BRASILIA (Reuters) – Norway, the major donor to the Amazon Fund, said the initiative for backing forest protection had been re-activated now that Brazilian President Luiz Inacio Lula da Silva was back in office and vowing to halt deforestation.

“Brazil’s new President has signaled a clear ambition to stop deforestation by 2030,” Norwegian Minister of Climate and Environment Espen Barth Eide said in a statement on Monday announcing revival of the fund, which is aimed at fighting removal of vegetation in the Amazon.

“He has reinstated strategies to make this happen, and appointed ministers with substantial knowledge and expertise in the area,” Barth Eide said.

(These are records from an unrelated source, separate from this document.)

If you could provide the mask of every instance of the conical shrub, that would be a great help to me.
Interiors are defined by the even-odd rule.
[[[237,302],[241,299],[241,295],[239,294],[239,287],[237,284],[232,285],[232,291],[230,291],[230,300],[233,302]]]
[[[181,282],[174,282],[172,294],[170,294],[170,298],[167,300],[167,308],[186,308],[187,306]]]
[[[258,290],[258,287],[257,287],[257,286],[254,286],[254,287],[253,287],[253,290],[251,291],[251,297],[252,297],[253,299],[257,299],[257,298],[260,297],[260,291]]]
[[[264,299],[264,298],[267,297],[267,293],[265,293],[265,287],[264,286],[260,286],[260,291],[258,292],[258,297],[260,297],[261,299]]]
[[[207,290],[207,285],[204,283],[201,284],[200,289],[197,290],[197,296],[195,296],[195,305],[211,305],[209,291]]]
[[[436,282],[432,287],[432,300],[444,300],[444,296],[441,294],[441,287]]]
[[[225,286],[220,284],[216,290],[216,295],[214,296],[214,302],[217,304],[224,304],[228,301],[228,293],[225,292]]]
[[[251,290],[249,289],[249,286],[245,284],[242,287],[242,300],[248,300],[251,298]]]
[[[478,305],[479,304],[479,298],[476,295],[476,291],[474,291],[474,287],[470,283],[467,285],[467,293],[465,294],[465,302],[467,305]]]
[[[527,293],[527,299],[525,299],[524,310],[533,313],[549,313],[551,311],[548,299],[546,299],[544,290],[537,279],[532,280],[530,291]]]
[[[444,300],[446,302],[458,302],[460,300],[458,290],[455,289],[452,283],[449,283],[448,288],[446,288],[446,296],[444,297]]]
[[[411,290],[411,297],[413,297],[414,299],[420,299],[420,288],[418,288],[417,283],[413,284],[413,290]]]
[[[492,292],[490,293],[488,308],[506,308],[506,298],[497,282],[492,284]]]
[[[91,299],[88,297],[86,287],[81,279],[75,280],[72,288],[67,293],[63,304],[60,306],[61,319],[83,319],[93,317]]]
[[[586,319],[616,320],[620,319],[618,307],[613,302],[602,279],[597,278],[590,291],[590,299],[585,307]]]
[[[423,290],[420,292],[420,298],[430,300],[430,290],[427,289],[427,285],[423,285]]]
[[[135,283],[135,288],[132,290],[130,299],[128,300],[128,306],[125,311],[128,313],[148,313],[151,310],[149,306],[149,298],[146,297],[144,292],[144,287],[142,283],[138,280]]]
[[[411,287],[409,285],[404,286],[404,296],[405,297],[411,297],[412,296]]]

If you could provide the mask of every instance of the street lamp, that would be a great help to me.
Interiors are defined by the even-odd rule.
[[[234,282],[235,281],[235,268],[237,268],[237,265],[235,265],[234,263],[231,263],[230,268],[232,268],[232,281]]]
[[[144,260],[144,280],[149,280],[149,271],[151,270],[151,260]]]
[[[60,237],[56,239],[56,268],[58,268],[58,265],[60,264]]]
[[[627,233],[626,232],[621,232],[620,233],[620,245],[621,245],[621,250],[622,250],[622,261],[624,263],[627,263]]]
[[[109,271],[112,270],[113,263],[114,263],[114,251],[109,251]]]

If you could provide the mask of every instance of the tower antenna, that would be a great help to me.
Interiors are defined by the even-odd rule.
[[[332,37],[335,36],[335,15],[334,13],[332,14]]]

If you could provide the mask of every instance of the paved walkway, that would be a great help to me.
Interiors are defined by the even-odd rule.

The fund still holds about 3.4 billion reais ($620 million).

It has been frozen since August 2019, when former far-right President Jair Bolsonaro abolished its governing board and action plans.

In 2008 in an earlier term as president, Lula set up the fund to receive international contributions to Brazil’s efforts to stop deforestation. It receives payments only after deforestation is reduced; the funds are then spent on more such initiatives.

Norway initially donated $1.2 billion, with Germany also contributing.

Among his first decisions after taking office for a new presidential term on Sunday, Lula signed a decree reinstating the governing board of the Amazon Fund, with broad representation from civil society and other stakeholders.

He also signed decrees re-establishing Brazil’s strategies to reduce Amazon deforestation, the rate of which surged to a 15-year high under Bolsonaro. Furthermore, Lula revoked policies that had diluted environmental protection, including a measure that encouraged mining on protected indigenous lands.

Re-establishment of the fund “is globally significant,” Barth Eide said. “The Amazon Fund gives the international community a great opportunity to contribute.”

Britain is considering joining the fund, its environment minister, Therese Coffey, told Reuters in Brasilia on Monday.